Cavallo’s work examines how measures of inflation like the Consumer Price Index, released by the Bureau of Labor Statistics, are built around “consumption baskets,” which are based on annual surveys. that ask people how they spend their money.
The results of these surveys are used to determine what the average household spends on different things such as food, shelter, cars, education or health care.
Cavallo examined what Americans in the top and bottom fifths of the income distribution spent money on, adjusted by real-time spend data that showed how these patterns have changed during the pandemic.
The surveys used by the BLS to construct the baskets show that low-income households spend more of their money on things like groceries and housing, while richer households can afford to spend a higher percentage of their money each month on things like transportation, recreation and restaurants.
Additionally, the COVID-19 pandemic has thrown consumption patterns into chaos over the past year and a half. Since the headline CPI is based on consumption baskets that are only updated about once a year, the normal measure of inflation may ignore how changes in spending interact with rising prices between. different categories.
Cavallo tracks inflation based on adjusted consumption baskets since last fall, while inflation was extremely low.
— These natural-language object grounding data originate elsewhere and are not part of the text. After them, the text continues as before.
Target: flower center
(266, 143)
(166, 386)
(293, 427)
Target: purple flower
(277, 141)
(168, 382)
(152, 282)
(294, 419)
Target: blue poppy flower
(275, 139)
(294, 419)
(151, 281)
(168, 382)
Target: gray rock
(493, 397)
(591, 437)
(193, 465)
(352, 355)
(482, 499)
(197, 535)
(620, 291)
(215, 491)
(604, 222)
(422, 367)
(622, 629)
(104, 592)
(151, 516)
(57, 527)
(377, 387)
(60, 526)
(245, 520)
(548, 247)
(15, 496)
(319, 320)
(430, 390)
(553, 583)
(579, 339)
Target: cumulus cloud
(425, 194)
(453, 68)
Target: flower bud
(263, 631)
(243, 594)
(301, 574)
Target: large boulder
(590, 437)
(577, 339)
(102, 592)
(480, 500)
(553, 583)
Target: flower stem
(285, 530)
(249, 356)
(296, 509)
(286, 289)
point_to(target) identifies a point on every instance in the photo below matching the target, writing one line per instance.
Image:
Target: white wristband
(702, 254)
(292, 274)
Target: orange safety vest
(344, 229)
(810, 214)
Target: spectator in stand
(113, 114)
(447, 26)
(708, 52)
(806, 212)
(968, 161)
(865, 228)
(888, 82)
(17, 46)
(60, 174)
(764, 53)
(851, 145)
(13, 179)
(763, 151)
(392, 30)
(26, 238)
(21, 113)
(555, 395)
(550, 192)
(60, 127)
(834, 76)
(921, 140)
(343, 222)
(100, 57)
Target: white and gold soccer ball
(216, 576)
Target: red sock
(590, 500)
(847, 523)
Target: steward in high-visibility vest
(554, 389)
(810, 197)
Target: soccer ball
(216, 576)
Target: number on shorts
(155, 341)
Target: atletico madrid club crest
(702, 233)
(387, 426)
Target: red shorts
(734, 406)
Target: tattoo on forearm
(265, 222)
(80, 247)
Back then, low-income households saw prices rise more than high-income homes, but that trend has changed.
The prices of things the richest Americans spend more money on, like plane tickets and new cars, have skyrocketed amid reopening and supply chain disruptions, overtaking categories such as grocery shopping and housing costs have remained relatively stable, in part due to interventions such as mortgage forbearance and a moratorium on evictions.
Inflation is certainly an economic reality in the United States, but its actual impact ultimately depends on what you buy.
And in 2021, those feeling the impact of inflation the most are Americans who can probably afford it.